I’ve never been a fan of diversity, equity and inclusion rules, not because I take issue with their aims but because they employ the hand of government to try to force decent and fair behavior that actually would take better hold without wielding a club.

But as much as I’ve opposed such heavy-handed rules, they’re just a mild intrusion compared to a new Florida law that’s geared to wipe diversity, equity and inclusion off the map. Think of a gnat versus a dive bomber.

Miami-Dade commissioners, some on the conservative side, last week ticked off a list of horrors that the law could unleash in the county – including a threat to each commissioner of removal from office by the governor for a misstep that might keep a vestige of diversity, equity and inclusion alive at county hall.

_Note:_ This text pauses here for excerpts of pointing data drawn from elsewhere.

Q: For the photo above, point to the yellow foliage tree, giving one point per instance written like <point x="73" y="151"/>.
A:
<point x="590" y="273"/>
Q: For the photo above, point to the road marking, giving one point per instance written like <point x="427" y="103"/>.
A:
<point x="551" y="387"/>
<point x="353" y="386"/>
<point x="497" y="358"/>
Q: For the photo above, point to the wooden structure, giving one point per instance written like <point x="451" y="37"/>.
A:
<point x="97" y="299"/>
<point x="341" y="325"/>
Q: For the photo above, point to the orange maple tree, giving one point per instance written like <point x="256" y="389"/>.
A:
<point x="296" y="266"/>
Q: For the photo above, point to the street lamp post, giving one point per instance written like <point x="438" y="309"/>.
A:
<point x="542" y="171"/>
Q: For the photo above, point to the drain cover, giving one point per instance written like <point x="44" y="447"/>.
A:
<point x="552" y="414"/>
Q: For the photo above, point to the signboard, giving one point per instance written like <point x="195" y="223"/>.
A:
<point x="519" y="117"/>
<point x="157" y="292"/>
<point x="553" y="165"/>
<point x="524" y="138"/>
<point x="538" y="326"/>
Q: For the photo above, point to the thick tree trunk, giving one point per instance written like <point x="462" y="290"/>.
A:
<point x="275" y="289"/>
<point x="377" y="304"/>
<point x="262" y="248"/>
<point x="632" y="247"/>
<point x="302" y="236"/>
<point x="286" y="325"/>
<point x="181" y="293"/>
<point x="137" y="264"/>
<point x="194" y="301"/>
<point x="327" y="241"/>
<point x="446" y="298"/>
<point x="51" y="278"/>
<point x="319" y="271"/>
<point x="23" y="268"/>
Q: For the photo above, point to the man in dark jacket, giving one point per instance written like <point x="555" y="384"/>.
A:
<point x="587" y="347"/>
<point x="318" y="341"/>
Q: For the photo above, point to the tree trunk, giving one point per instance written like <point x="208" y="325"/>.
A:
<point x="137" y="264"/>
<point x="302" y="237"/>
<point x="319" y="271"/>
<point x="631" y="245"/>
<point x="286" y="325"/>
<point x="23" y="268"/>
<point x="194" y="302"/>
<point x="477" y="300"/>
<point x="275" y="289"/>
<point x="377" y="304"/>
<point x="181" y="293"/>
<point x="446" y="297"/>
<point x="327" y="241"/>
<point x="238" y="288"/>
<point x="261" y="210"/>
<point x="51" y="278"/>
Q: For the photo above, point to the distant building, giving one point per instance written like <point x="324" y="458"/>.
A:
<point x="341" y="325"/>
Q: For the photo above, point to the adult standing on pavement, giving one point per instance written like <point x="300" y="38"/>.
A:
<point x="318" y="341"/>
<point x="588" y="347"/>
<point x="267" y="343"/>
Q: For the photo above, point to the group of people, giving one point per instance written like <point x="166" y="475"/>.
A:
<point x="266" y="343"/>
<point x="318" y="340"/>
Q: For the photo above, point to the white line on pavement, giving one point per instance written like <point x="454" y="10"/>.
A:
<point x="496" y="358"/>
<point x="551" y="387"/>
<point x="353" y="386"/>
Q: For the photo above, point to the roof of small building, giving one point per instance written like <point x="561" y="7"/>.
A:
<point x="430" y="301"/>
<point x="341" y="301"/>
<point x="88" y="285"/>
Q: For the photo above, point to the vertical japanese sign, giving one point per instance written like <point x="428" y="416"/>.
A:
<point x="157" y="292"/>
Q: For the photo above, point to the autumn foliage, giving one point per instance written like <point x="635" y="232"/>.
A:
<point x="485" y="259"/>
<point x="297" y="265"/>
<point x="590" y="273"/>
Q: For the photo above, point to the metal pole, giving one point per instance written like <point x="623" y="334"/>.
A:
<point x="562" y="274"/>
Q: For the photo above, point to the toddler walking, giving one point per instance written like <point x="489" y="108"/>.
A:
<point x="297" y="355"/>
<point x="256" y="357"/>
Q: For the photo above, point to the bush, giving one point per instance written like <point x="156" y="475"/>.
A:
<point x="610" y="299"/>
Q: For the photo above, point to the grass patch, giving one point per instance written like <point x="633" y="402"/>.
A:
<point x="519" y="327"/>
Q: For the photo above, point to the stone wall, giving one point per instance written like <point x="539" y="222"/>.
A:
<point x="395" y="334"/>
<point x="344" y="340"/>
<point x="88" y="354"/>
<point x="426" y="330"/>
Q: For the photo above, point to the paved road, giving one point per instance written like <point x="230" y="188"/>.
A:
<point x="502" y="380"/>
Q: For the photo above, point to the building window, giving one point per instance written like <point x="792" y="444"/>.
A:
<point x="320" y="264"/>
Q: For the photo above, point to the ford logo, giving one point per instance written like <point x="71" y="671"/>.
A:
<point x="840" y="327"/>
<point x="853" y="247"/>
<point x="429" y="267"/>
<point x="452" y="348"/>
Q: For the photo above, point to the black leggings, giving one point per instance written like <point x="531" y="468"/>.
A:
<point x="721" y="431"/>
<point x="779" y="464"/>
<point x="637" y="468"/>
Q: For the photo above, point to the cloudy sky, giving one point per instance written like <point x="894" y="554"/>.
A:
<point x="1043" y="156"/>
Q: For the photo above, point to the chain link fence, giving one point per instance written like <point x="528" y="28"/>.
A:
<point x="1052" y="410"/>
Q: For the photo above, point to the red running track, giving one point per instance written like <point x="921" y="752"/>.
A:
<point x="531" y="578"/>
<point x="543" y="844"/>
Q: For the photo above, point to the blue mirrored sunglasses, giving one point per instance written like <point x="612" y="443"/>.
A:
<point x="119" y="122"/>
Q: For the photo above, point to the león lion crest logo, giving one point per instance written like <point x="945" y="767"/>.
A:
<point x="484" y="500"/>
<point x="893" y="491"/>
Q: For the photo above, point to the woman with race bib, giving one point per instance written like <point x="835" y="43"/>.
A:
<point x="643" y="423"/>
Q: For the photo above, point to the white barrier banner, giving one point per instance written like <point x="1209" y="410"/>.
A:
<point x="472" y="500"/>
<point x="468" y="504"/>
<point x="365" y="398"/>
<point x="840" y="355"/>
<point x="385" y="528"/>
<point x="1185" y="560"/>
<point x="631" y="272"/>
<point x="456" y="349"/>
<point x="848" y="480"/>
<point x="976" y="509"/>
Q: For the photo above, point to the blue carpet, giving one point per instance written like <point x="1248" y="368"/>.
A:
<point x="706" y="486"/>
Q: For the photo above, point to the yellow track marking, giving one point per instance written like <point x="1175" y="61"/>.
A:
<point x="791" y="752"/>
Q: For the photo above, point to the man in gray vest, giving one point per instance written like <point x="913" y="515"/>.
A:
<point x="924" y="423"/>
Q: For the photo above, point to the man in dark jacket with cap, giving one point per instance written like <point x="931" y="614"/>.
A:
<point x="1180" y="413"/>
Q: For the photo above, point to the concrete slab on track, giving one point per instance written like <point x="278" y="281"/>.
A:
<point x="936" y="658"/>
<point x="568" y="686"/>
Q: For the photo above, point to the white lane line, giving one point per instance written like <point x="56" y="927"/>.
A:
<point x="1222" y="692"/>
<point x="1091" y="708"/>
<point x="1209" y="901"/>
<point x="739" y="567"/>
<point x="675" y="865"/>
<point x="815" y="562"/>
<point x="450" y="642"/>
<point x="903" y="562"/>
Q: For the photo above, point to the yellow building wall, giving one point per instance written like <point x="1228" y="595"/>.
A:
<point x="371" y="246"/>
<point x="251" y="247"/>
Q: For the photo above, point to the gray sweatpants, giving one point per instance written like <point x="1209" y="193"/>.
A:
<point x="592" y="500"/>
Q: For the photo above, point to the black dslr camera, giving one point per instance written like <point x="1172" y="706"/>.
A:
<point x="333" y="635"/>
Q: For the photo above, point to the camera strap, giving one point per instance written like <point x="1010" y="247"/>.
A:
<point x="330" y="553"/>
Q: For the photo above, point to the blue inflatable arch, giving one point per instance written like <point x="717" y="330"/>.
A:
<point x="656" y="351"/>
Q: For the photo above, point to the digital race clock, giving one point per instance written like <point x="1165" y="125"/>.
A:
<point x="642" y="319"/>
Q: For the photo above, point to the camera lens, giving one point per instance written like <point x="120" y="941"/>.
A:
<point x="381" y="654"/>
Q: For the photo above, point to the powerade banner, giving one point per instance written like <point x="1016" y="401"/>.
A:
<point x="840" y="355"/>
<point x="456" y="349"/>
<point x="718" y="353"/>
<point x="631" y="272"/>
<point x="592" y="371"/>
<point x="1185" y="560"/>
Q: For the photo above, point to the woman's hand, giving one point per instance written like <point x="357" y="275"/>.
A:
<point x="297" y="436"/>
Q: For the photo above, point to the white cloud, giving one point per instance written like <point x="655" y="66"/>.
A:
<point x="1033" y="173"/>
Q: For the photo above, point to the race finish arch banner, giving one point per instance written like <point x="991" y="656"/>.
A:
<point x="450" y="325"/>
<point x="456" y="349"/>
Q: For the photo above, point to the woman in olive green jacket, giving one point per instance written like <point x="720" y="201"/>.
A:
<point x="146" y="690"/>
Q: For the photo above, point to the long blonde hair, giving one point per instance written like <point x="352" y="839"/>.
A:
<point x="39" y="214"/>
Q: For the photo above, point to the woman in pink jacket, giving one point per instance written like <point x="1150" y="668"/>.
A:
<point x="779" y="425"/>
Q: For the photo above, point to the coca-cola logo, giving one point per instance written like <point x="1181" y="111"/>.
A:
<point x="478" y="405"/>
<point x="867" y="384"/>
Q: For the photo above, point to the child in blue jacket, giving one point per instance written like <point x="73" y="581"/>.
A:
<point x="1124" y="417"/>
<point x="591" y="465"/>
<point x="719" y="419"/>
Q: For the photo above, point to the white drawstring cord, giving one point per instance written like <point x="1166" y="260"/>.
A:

“Come Jan. 1, 2027, the world as we saw it before has been dramatically revised by this bill,” said Commissioner Vicki Lopez in updating others on the new law, which is so complex that she says she has read it eight times and it still sometimes confuses her.

The law the Legislature passed and the governor signed prohibits local governments from funding, promoting or taking official actions relating to diversity, equity and inclusion. It also prohibits local government from spending funds regardless of the source to establish or support a diversity, equity and inclusion office. The law also bars local governments from allowing their funds to be used by others to promote diversity, equity and inclusion.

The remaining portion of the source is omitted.